Thursday, August 14, 2008

Bad writing at its finest

It takes a special kind of literary genius to mangle the English language this horribly. Thanks Linda for forwarding the results of the 2008 Bulwar-Lytton Contest!


Bulwer-Lytton Fiction Contest
2008 Results

Theirs was a New York love, a checkered taxi ride burning rubber, and like the city their passion was open 24/7, steam rising from their bodies like slick streets exhaling warm, moist, white breath through manhole covers stamped "Forged by DeLaney Bros., Piscataway, N.J."
Garrison Spik
Washington, D.C.

The winner of 2008 Bulwer-Lytton Fiction Contest is Garrison Spik (pronounced "speak"), a 41-year-old communications director and writer from Washington, D.C. Hailing from Moon Township, Pennsylvania, he has worked in Tokyo, Bucharest, and Nitro, West Virginia, and cites DEVO, Nathaniel Hawthorne, B horror films, and historiography as major life influences.

Garrison Spik is the 26th grand prize winner of the contest that began at San Jose State University in 1982.

An international literary parody contest, the competition honors the memory (if not the reputation) of Victorian novelist Edward George Earl Bulwer-Lytton (1803-1873). The goal of the contest is childishly simple: entrants are challenged to submit bad opening sentences to imaginary novels.
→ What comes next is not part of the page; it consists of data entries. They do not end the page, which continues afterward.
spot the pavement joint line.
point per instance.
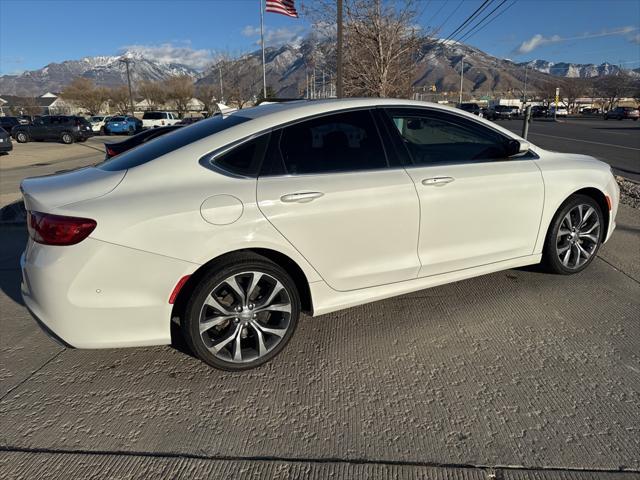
(585, 141)
(619, 269)
(320, 460)
(31, 375)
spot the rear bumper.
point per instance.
(100, 295)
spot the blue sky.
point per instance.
(34, 33)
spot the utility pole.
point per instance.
(525, 85)
(221, 92)
(339, 92)
(127, 61)
(461, 78)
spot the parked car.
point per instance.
(158, 119)
(113, 149)
(539, 111)
(98, 122)
(501, 112)
(5, 141)
(561, 112)
(64, 128)
(189, 120)
(590, 111)
(8, 123)
(123, 125)
(235, 225)
(621, 113)
(471, 108)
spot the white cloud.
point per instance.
(275, 36)
(172, 53)
(539, 40)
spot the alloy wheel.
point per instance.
(578, 236)
(245, 317)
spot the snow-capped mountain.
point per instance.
(104, 70)
(574, 70)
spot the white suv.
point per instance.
(158, 119)
(235, 225)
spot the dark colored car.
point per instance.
(471, 108)
(8, 123)
(539, 111)
(501, 112)
(62, 128)
(5, 141)
(621, 113)
(113, 149)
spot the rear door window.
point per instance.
(341, 142)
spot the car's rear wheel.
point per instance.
(575, 235)
(241, 314)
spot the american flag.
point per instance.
(283, 7)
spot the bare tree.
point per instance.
(83, 93)
(207, 95)
(180, 91)
(119, 99)
(153, 92)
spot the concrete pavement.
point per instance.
(519, 374)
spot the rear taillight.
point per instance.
(51, 229)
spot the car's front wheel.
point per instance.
(242, 313)
(575, 235)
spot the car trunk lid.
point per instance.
(49, 192)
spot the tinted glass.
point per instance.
(434, 137)
(341, 142)
(169, 143)
(244, 159)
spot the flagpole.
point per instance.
(264, 67)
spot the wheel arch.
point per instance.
(291, 267)
(597, 195)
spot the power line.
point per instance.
(474, 29)
(470, 18)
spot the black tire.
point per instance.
(66, 138)
(551, 253)
(211, 281)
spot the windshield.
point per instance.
(170, 142)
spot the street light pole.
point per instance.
(339, 92)
(461, 78)
(127, 61)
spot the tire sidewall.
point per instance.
(191, 319)
(550, 250)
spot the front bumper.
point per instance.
(99, 295)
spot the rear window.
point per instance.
(168, 143)
(154, 116)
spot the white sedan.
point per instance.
(231, 227)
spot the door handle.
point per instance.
(437, 181)
(302, 197)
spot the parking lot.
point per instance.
(513, 375)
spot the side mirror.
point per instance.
(514, 147)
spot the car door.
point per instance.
(330, 190)
(39, 130)
(477, 206)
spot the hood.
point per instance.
(53, 191)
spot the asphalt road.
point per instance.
(615, 142)
(520, 374)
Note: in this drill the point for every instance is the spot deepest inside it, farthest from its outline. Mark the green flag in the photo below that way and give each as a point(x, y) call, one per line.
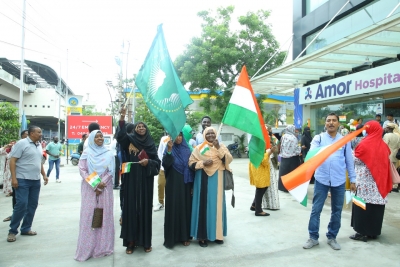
point(161, 88)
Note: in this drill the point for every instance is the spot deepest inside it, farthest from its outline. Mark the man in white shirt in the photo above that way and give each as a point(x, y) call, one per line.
point(161, 176)
point(390, 119)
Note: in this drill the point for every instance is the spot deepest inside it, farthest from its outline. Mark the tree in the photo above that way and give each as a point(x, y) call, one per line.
point(9, 124)
point(214, 60)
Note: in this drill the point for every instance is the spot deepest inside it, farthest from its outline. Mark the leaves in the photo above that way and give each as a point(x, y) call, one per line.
point(9, 123)
point(214, 60)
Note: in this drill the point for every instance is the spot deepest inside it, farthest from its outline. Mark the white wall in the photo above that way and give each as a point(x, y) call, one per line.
point(43, 102)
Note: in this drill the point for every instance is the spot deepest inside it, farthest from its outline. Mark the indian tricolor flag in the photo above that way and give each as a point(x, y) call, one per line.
point(297, 181)
point(203, 148)
point(243, 113)
point(359, 202)
point(126, 167)
point(93, 179)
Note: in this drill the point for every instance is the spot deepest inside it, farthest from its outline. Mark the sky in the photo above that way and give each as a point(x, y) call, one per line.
point(81, 38)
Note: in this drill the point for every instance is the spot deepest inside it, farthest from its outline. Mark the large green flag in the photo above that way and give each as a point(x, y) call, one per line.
point(161, 88)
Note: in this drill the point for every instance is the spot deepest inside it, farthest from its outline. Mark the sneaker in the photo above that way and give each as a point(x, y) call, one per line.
point(310, 243)
point(159, 207)
point(334, 245)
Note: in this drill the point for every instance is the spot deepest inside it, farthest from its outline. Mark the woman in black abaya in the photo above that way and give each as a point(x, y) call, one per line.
point(137, 197)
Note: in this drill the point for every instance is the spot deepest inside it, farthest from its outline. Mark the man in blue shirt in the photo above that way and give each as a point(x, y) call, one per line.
point(330, 176)
point(54, 150)
point(26, 167)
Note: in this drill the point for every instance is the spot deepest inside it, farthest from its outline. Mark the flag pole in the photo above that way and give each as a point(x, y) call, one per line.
point(219, 130)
Although best known for "The Last Days of Pompeii" (1834), which has been made into a movie three times, originating the expression "the pen is mightier than the sword," and phrases like "the great unwashed" and "the almighty dollar," Bulwer-Lytton opened his novel Paul Clifford (1830) with the immortal words that the "Peanuts" beagle Snoopy plagiarized for years, "It was a dark and stormy night."

You can read other cringe-worthy entries at the Bulwar-Lytton website.

1 comment:

Anonymous said...

I always get a laugh out of this, but bad writing that is self-aware and intentionally bad can never compare to bad writing created by a writer who believes he is creating great art.